Bullous pemphigoid is an autoimmune skin disease caused by the influence of IgG antibodies on antigens in subepidermal cells, which cause inflammation and the formation of bumps in the subepidermal tissue that are prone to rupture and the development of suprainfection.
All of this leads to a significant reduction in the quality of life in these patients, but also to a threefold increase in mortality. The cause of this increase in mortality is an increased susceptibility to infections, but also an increase in cardiovascular risk due to the increased concentration of IgG antibodies in the blood and the enhanced effect of IgG on vascular endothelium.
The only therapeutic option in these patients is topical or systemic administration of glucocorticoids. Although glucocorticoids can bring the disease into remission in the short term, their long-term use is associated with a number of side effects and an increase in cardiovascular risk, which is still increased in this group of patients. Other endogenous and immunosuppressive therapies are only partially effective and have several potential side effects.
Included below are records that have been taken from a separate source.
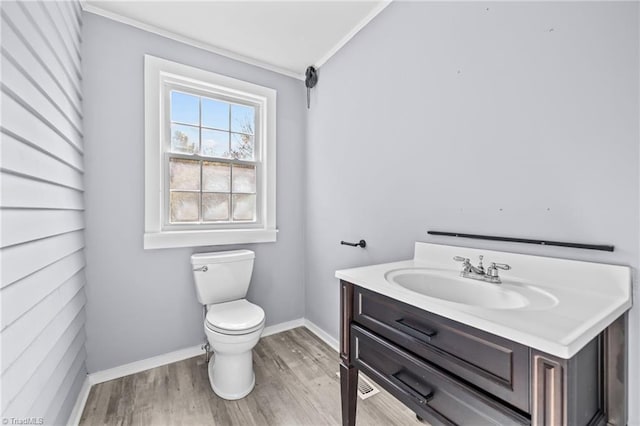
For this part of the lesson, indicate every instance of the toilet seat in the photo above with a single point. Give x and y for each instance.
(235, 317)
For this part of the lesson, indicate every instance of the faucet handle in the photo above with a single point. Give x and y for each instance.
(502, 266)
(493, 270)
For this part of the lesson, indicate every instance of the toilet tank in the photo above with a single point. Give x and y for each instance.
(222, 276)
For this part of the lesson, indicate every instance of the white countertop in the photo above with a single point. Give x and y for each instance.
(590, 295)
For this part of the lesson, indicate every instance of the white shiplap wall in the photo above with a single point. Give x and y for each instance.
(42, 211)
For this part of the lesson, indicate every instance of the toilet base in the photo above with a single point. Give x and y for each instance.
(232, 377)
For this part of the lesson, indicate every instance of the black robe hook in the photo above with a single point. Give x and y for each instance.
(310, 80)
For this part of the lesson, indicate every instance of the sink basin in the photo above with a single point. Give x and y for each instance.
(446, 285)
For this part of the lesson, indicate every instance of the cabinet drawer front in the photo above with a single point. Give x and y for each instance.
(428, 391)
(498, 365)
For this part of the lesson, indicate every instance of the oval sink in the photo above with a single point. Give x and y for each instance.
(442, 285)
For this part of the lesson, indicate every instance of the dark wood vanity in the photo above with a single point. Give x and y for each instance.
(449, 373)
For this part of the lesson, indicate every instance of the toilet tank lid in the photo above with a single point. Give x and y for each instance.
(221, 257)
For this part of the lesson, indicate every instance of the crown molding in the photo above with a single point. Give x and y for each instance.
(187, 40)
(363, 23)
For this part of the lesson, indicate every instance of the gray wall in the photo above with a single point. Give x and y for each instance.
(42, 281)
(515, 119)
(142, 303)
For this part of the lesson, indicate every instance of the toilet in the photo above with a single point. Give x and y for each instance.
(233, 325)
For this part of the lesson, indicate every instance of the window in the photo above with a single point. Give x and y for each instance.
(209, 158)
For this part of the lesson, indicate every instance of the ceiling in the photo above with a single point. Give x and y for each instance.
(284, 36)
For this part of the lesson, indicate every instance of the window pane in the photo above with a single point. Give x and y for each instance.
(185, 108)
(241, 146)
(184, 174)
(215, 143)
(184, 206)
(215, 114)
(244, 178)
(243, 119)
(184, 138)
(215, 207)
(244, 207)
(216, 177)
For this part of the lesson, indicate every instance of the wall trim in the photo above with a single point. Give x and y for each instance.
(144, 364)
(179, 355)
(81, 401)
(90, 8)
(283, 326)
(323, 335)
(355, 30)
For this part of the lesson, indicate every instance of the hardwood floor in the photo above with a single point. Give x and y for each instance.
(296, 384)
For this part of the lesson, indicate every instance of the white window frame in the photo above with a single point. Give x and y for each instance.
(160, 77)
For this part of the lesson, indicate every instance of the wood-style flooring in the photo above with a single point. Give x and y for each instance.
(296, 384)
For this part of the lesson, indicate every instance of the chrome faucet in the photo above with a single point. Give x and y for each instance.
(478, 272)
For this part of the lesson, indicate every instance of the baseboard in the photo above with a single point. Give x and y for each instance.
(145, 364)
(81, 401)
(323, 335)
(179, 355)
(283, 326)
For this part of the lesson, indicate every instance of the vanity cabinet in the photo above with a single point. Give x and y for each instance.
(449, 373)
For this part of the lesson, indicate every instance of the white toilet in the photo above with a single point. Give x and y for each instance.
(233, 325)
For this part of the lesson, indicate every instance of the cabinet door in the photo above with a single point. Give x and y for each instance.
(430, 392)
(495, 364)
A drug, which is administered subcutaneously, that blocks the production of IgG antibodies has so far been shown to be effective in treating myasthenia gravis, a disease that is also mediated by IgG antibodies. In more detail the drug is a receptor antagonist for circulating IgG that results in decreased IgG activity to the major antigens BP180 and BP 230 involved in disease development.
So far it has proven to be very effective with an excellent safety profile and is currently in a randomized double-blind phase II / III study. The inclusion of patients with bullous pemphigoid in this study offers the possibility of more targeted treatment of the disease under strictly controlled conditions.
We are pleased to be working part of this clinical trial and to be the second clinical research site in the world to successfully screen a patient with bullous pemphigoid into this new clinical trial.